Andrew Reilly wrote:
> Bryan Olson wrote:
>
>>A stray pointer
>>anywhere in the process can reach into objects of the array
>>class and change them to an invalid state, such that they
>>subsequently index out of bounds. Modern languages with strong
>>type systems do not allow such things to happen.
>
> That (the ability to access any (mapped) memory address) is a
> characteristic of the hardware on which most compiled programs run.
> Modern languages don't help you whenever your pointers get handed to you
> by external modules or corrupted by hardware failures.

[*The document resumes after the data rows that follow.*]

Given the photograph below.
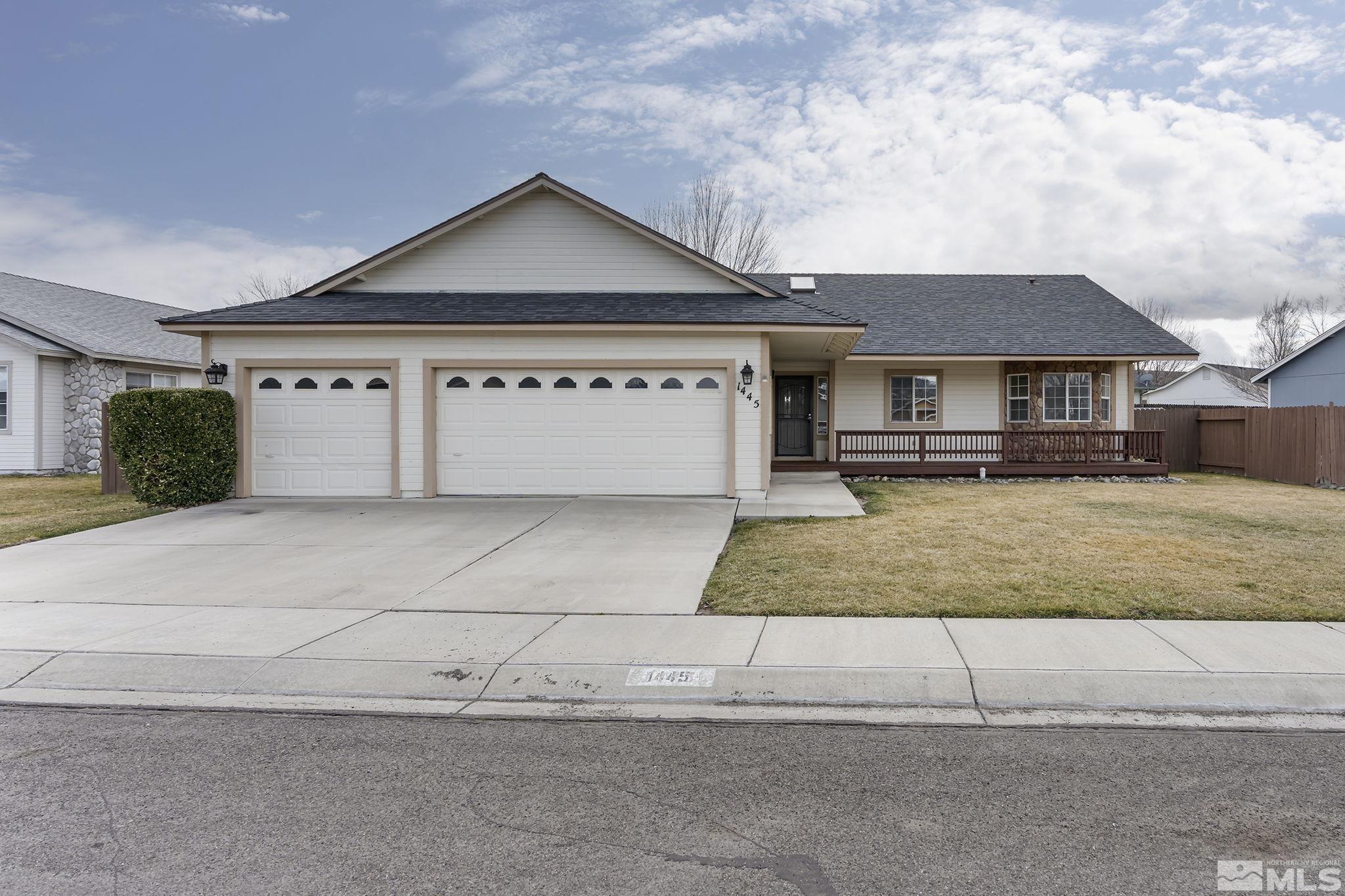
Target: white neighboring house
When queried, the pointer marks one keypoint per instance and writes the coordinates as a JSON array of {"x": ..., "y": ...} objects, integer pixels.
[
  {"x": 1211, "y": 385},
  {"x": 64, "y": 351}
]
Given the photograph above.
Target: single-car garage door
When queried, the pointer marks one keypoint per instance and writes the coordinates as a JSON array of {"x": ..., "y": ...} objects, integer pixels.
[
  {"x": 581, "y": 431},
  {"x": 320, "y": 431}
]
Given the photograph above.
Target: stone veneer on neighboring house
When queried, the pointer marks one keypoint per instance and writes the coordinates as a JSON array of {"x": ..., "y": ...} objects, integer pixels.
[
  {"x": 1034, "y": 399},
  {"x": 89, "y": 383}
]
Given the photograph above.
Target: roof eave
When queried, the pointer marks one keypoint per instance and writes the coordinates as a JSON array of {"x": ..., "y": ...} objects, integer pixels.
[{"x": 544, "y": 181}]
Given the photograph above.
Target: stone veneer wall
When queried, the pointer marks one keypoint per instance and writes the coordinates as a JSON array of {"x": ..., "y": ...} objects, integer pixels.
[
  {"x": 89, "y": 383},
  {"x": 1036, "y": 368}
]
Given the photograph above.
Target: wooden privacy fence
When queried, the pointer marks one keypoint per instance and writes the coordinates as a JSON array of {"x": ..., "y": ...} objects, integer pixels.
[
  {"x": 1300, "y": 445},
  {"x": 114, "y": 480}
]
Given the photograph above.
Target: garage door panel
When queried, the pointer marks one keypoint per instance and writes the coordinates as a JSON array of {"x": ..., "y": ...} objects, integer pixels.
[
  {"x": 583, "y": 440},
  {"x": 330, "y": 441}
]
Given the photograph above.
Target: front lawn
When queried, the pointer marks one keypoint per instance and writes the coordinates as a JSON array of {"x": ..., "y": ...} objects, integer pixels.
[
  {"x": 1219, "y": 547},
  {"x": 41, "y": 507}
]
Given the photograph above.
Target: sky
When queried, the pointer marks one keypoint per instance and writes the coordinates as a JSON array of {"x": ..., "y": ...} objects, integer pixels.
[{"x": 1188, "y": 151}]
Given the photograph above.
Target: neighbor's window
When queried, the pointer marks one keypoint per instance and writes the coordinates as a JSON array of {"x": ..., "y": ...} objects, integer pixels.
[
  {"x": 915, "y": 398},
  {"x": 1016, "y": 395},
  {"x": 136, "y": 379},
  {"x": 1067, "y": 398}
]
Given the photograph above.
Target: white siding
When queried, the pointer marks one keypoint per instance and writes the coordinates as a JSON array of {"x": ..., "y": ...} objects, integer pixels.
[
  {"x": 16, "y": 449},
  {"x": 969, "y": 394},
  {"x": 412, "y": 352},
  {"x": 1196, "y": 389},
  {"x": 53, "y": 413},
  {"x": 542, "y": 242}
]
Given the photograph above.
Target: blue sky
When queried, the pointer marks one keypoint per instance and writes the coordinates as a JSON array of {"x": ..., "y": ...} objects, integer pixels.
[{"x": 1184, "y": 150}]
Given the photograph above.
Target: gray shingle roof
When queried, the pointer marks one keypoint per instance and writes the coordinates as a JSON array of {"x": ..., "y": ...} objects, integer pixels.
[
  {"x": 32, "y": 340},
  {"x": 513, "y": 308},
  {"x": 97, "y": 323},
  {"x": 986, "y": 314}
]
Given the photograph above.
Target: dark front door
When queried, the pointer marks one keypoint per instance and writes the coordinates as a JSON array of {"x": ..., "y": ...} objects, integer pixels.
[{"x": 794, "y": 416}]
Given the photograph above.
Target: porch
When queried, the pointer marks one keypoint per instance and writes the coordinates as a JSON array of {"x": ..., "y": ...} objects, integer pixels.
[{"x": 1000, "y": 452}]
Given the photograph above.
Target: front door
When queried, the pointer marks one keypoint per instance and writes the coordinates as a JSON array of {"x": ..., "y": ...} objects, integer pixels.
[{"x": 794, "y": 416}]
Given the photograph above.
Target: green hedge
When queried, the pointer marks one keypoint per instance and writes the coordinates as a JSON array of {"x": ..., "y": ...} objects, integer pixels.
[{"x": 177, "y": 446}]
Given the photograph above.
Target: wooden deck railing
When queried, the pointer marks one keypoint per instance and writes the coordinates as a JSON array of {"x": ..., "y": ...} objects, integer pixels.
[{"x": 1001, "y": 446}]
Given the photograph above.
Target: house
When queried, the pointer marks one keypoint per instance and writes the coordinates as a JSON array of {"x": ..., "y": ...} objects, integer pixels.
[
  {"x": 1211, "y": 385},
  {"x": 1312, "y": 375},
  {"x": 64, "y": 351},
  {"x": 542, "y": 343},
  {"x": 1147, "y": 379}
]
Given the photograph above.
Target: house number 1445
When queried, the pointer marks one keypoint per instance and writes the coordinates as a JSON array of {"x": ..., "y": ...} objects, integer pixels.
[{"x": 744, "y": 390}]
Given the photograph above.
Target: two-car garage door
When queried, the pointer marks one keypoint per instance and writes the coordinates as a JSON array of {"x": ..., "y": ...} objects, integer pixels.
[{"x": 581, "y": 431}]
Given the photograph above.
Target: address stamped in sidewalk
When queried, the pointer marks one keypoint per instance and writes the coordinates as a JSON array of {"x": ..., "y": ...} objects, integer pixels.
[{"x": 676, "y": 677}]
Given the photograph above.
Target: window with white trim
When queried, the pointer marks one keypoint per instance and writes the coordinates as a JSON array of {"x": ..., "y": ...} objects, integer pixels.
[
  {"x": 1067, "y": 398},
  {"x": 1017, "y": 396},
  {"x": 5, "y": 398},
  {"x": 915, "y": 398},
  {"x": 141, "y": 379}
]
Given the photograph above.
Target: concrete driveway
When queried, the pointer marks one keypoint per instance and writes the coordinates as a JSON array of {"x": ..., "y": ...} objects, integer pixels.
[{"x": 487, "y": 555}]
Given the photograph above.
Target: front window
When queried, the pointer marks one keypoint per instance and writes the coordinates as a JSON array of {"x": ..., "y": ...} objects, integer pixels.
[
  {"x": 1067, "y": 398},
  {"x": 915, "y": 398},
  {"x": 1017, "y": 393},
  {"x": 137, "y": 379}
]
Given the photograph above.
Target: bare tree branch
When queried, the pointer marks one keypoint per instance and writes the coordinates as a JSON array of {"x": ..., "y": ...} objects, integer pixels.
[
  {"x": 715, "y": 223},
  {"x": 261, "y": 288},
  {"x": 1279, "y": 331},
  {"x": 1170, "y": 320}
]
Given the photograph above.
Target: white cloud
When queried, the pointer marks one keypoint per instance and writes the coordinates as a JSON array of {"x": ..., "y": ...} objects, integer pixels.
[
  {"x": 249, "y": 14},
  {"x": 192, "y": 265},
  {"x": 984, "y": 139}
]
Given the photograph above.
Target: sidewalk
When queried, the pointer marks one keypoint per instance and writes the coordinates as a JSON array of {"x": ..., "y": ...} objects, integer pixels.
[{"x": 923, "y": 671}]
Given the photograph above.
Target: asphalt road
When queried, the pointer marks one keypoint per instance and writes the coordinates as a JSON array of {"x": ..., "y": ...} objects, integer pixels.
[{"x": 200, "y": 802}]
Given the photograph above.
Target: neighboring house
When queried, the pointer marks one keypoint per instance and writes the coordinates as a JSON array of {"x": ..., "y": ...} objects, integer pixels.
[
  {"x": 1146, "y": 381},
  {"x": 64, "y": 351},
  {"x": 1212, "y": 385},
  {"x": 1312, "y": 375},
  {"x": 542, "y": 343}
]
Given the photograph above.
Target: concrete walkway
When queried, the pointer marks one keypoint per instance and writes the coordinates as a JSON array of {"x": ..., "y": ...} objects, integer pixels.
[
  {"x": 962, "y": 671},
  {"x": 799, "y": 495}
]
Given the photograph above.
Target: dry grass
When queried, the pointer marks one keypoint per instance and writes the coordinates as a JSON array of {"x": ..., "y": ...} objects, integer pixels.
[
  {"x": 1215, "y": 548},
  {"x": 41, "y": 507}
]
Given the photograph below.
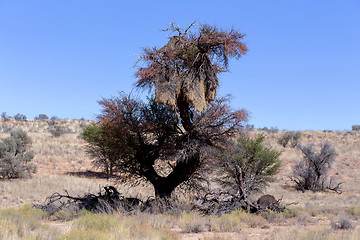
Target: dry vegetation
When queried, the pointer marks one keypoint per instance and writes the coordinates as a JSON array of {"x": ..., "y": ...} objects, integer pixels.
[{"x": 63, "y": 164}]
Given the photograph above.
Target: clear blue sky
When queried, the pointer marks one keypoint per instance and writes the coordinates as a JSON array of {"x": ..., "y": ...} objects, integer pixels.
[{"x": 302, "y": 70}]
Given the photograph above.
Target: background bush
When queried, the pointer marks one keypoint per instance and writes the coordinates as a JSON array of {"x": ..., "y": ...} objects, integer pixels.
[
  {"x": 311, "y": 172},
  {"x": 15, "y": 156},
  {"x": 257, "y": 162},
  {"x": 56, "y": 130},
  {"x": 355, "y": 127},
  {"x": 291, "y": 138},
  {"x": 42, "y": 117},
  {"x": 20, "y": 117}
]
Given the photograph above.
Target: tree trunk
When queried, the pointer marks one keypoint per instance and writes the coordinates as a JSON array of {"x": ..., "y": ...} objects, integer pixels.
[{"x": 164, "y": 186}]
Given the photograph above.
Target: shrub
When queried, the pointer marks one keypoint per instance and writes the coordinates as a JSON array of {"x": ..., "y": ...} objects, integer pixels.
[
  {"x": 42, "y": 117},
  {"x": 290, "y": 137},
  {"x": 20, "y": 117},
  {"x": 311, "y": 172},
  {"x": 354, "y": 211},
  {"x": 4, "y": 116},
  {"x": 15, "y": 156},
  {"x": 355, "y": 127},
  {"x": 101, "y": 142},
  {"x": 257, "y": 163},
  {"x": 57, "y": 130},
  {"x": 342, "y": 223}
]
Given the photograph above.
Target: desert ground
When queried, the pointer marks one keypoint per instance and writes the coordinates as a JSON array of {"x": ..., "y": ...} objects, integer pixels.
[{"x": 62, "y": 164}]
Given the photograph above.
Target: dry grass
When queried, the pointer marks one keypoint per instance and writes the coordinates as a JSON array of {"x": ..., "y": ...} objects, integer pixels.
[{"x": 315, "y": 215}]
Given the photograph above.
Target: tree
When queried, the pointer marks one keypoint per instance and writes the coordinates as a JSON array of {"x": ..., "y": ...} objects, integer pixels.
[
  {"x": 311, "y": 172},
  {"x": 249, "y": 166},
  {"x": 15, "y": 156},
  {"x": 170, "y": 140}
]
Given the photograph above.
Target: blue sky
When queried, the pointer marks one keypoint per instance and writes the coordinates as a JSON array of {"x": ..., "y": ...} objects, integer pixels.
[{"x": 302, "y": 70}]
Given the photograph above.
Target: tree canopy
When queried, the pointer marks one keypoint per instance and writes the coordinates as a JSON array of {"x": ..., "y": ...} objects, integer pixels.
[{"x": 171, "y": 140}]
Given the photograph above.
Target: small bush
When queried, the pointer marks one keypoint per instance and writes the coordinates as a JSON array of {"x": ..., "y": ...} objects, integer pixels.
[
  {"x": 257, "y": 163},
  {"x": 20, "y": 117},
  {"x": 354, "y": 211},
  {"x": 57, "y": 130},
  {"x": 291, "y": 138},
  {"x": 311, "y": 172},
  {"x": 15, "y": 156},
  {"x": 4, "y": 116},
  {"x": 342, "y": 223},
  {"x": 355, "y": 127},
  {"x": 42, "y": 117}
]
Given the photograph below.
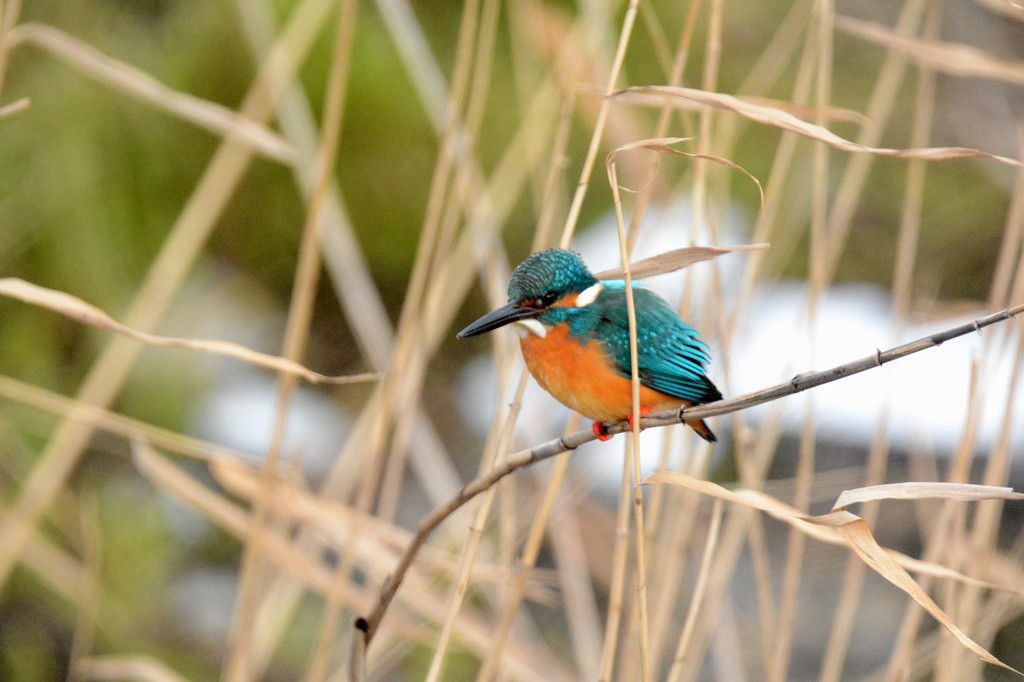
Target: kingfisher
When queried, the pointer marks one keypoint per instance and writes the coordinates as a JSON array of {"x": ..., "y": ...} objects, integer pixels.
[{"x": 574, "y": 335}]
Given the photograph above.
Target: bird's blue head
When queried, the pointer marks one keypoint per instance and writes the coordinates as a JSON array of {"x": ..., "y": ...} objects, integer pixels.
[{"x": 537, "y": 284}]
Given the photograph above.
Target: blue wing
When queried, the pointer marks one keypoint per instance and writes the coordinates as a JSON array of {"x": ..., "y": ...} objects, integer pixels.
[{"x": 671, "y": 355}]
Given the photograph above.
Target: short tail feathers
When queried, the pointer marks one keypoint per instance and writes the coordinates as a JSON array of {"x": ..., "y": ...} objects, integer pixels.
[
  {"x": 711, "y": 393},
  {"x": 701, "y": 428}
]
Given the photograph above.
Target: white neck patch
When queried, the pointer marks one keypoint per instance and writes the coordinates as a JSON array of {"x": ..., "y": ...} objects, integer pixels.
[
  {"x": 589, "y": 295},
  {"x": 524, "y": 328}
]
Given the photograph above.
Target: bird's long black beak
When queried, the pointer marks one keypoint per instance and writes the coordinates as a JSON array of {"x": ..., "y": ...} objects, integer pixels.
[{"x": 503, "y": 315}]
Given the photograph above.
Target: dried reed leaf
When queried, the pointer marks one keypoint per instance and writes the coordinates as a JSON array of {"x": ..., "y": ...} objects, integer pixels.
[
  {"x": 953, "y": 58},
  {"x": 14, "y": 107},
  {"x": 829, "y": 113},
  {"x": 79, "y": 310},
  {"x": 676, "y": 259},
  {"x": 851, "y": 529},
  {"x": 137, "y": 83},
  {"x": 858, "y": 537},
  {"x": 343, "y": 525},
  {"x": 662, "y": 145},
  {"x": 925, "y": 491},
  {"x": 785, "y": 121}
]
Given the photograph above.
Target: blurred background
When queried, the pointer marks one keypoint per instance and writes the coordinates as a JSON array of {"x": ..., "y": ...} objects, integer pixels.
[{"x": 160, "y": 160}]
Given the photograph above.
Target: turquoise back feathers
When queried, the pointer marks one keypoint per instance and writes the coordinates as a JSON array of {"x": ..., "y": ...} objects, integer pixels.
[{"x": 672, "y": 357}]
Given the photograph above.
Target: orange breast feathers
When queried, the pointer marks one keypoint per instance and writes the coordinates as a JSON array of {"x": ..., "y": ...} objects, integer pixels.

If the question is whether languages can defend against
compromise by other, privileged, components, over which they
have no control, the answer is: of course not. That is *not*
the issue here. The question was whether C can provide the same
safety and protection as other languages.
There is nothing C modules can do that will reliably defend
against attack, or even inadvertent errors, in other C code
within the process. More modern languages with strong type
systems do not have that weakness. There is no way to write ML
code that breaks independent ML modules. ML is safe against ML
code. C is not safe against C code.
> That sounds like a perfect place for the segment descriptor/capability
> machine fans to leap back into the fray :-) Have at it...
There is certainly a case for code segregation by O.S. and
hardware. Language safety, nevertheless, offers reliability
advantages that hardware and operation systems can not provide.